Berta Isla e una vita coniugale a occhi chiusi

Un segreto che non si può raccontare ostacola continuamente il matrimonio tra Tomas Nevinson e Berta Isla, protagonista del romanzo omonimo di Javier Marias (2017).

Fotografia di Craig Whitehead

Quando Berta Isla e Tomas Nevinson si conoscono tra i corridoi della scuola, la ragazza ha le idee chiare: quell’uomo diventerà suo marito. Quello che ancora non immagina è che la sua vita, coniugale e non, sarà distorta e smembrata da un segreto che riguarda il marito e che lei, nonostante i suoi sforzi, non può conoscere.

Il matrimonio celebrato a San Firmin de los Navarros nella Spagna franchista del 1974 nasce sotto una stella sbagliata: Tomas, a seguito di alcuni anni passati in Inghilterra per motivi di studio, si è dovuto unire contro la sua volontà ai servizi segreti di Sua Maestà, ma sua moglie, di questo, non sa nulla. La coppia viene sballottolata fra i viaggi di lavoro di lui, le telefonate senza risposta di lei e il silenzio di entrambi.

Come gran parte dei personaggi di Javier Marias, anche Berta e Tomas devono fare i conti con un grande segreto e con le sue conseguenze nei rapporti personali. Un non detto che alza un muro fra Berta e la vita all’estero del marito, che regolarmente sparisce per mesi senza dare nessuna notizia di sé. La reazione della donna è quella di cercare di capire, di conoscere, di estorcere qualunque dettaglio al marito, ma senza grande successo visto il giuramento che lo costringe al silenzio e che rispetterà sino alla morte.

Quello che Marias racconta è un amore zoppo, monco e cieco, imperfetto come lo sono tutti, basato su un equilibrio che dipende in gran parte dalla protagonista che, nonostante tutto, non smette di amare il marito e di rimanergli fedele. Un amore a corrente alternata, che va e viene insieme a Tomas.

Nonostante la vicenda, però, a Marias le trame e i colpi di scena non interessano: quello che tematizza con la vicenda di Berta Isla è l’incomunicabilità dell’essere più profondo, il fatto che anche le persone più vicine e familiari non possano mai davvero conoscersi a vicenda. Berta all’inizio non si rassegna a questa idea: lei del marito vuole sapere tutto, vuole conoscerlo davvero, perché è lui l’anima che sente più vicina.
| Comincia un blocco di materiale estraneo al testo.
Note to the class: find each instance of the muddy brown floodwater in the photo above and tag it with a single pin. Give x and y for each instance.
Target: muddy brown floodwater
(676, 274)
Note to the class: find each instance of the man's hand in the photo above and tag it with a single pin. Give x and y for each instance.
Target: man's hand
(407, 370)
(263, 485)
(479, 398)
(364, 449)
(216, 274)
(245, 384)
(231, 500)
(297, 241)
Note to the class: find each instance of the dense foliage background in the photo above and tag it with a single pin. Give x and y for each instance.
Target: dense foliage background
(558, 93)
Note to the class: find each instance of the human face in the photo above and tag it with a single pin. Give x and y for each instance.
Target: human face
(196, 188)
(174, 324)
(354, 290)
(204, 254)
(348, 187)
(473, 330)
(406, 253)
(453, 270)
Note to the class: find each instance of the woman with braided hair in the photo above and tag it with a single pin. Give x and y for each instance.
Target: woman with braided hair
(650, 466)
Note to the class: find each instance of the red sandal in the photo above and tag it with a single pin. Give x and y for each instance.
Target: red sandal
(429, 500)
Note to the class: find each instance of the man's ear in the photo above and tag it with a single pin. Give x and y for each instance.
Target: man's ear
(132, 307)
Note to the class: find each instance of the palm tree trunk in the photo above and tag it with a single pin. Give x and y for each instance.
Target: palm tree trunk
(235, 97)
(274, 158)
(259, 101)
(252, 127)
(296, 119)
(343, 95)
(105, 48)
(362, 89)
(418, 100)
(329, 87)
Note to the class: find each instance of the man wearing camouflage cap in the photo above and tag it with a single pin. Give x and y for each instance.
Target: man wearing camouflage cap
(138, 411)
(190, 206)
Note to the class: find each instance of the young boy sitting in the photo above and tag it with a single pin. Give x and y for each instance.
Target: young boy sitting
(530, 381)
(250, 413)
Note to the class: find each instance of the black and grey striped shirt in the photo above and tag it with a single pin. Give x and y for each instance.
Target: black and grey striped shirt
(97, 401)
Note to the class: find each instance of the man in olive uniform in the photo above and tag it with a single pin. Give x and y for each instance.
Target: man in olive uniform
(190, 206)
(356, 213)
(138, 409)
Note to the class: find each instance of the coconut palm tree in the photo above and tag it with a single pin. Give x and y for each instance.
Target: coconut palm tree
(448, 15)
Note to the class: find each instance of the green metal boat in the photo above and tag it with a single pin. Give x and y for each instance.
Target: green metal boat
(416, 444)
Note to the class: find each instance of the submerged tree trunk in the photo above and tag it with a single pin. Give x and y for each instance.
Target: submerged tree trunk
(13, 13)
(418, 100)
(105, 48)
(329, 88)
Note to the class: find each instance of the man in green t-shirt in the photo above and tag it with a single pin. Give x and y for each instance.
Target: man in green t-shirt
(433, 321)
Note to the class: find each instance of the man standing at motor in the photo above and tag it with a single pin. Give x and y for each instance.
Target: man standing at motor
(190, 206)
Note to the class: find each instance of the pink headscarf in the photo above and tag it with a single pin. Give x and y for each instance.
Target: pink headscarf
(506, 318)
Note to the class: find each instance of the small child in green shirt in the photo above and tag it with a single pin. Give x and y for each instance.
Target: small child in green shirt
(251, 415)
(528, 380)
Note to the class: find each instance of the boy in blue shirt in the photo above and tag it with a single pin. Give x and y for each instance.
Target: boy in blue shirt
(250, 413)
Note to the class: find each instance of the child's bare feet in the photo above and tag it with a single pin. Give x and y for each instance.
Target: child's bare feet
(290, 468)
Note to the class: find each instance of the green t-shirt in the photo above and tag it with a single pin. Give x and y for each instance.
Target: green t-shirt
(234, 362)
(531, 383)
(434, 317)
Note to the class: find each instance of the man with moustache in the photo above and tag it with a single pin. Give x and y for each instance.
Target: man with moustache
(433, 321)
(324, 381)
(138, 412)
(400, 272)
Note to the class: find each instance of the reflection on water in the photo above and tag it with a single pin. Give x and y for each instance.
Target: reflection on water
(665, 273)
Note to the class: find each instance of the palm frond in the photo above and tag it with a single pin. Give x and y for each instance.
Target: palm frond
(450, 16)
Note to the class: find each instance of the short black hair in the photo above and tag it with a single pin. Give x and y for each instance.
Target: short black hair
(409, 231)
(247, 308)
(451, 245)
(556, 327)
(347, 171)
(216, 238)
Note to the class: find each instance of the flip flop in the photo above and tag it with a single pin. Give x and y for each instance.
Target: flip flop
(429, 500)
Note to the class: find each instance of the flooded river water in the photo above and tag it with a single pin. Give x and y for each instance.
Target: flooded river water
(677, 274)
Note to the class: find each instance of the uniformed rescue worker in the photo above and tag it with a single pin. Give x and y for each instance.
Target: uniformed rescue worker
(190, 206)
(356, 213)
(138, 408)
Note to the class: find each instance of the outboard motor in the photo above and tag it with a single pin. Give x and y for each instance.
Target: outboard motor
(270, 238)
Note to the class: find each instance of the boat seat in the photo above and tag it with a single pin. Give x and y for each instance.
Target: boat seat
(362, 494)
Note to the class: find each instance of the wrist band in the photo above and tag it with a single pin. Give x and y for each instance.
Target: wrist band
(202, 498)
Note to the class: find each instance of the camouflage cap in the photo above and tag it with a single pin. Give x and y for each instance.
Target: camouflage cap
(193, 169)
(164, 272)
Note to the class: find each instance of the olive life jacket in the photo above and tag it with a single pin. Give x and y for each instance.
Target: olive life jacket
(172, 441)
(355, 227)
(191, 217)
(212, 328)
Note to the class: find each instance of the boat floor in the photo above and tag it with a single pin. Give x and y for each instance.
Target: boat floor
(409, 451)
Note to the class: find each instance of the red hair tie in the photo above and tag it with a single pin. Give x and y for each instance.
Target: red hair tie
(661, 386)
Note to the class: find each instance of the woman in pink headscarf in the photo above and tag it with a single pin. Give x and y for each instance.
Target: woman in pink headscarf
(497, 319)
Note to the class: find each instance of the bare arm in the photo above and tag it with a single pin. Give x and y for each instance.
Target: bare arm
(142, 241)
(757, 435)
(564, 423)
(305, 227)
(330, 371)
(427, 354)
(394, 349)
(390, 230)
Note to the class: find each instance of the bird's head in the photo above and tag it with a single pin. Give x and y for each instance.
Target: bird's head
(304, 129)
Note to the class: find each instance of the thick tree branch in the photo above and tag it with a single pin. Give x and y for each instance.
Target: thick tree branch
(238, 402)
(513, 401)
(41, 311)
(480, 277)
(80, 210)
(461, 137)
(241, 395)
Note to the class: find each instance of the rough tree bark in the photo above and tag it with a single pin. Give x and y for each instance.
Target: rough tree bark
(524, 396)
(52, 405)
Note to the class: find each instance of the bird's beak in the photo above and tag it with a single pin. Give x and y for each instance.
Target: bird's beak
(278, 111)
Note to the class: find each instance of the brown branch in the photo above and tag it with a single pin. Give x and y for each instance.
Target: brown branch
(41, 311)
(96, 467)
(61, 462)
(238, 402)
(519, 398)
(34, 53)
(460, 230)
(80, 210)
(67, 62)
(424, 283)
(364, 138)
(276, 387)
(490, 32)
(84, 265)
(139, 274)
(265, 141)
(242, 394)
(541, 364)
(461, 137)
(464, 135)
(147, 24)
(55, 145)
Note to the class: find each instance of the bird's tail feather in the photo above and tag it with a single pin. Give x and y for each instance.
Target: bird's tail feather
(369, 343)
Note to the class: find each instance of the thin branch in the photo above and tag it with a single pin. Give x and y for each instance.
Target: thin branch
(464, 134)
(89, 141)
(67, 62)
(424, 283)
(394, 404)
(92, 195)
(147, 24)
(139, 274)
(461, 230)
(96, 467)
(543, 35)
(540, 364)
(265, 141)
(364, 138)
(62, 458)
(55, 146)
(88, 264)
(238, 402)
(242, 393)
Con il procedere del racconto, però, per quanto questo segreto la faccia penare, Berta Isla sembra quasi accettare il fatto che il marito abbia una parte inconoscibile, una zona d’ombra che non è accessibile nemmeno a lei.

Un mix di rassegnazione e abitudine alle cose più scomode e scabrose portano Berta Isla a rispettare e quasi a comprendere il segreto del marito, che oltre alla sua professione tiene nascosta gran parte della sua vita e della sua interiorità. Il lettore, nonostante condivida con Tomas l’elemento che a Berta è nascosto, si trova tuttavia impossibilitato a conoscerlo davvero, un alone di incertezza aleggia sulla sua psiche, sui suoi pensieri e le sue azioni. Con Berta, invece, il lettore condivide le domande, i dubbi e le incertezze.

Per tutte queste questioni, però, Marias ha una risposta tanto semplice quanto difficile da mandare giù e da assimilare: davanti alla vita degli altri si è come bendati, con gli occhi chiusi, proprio come Berta Isla davanti alla vita segreta di suo marito Tomas.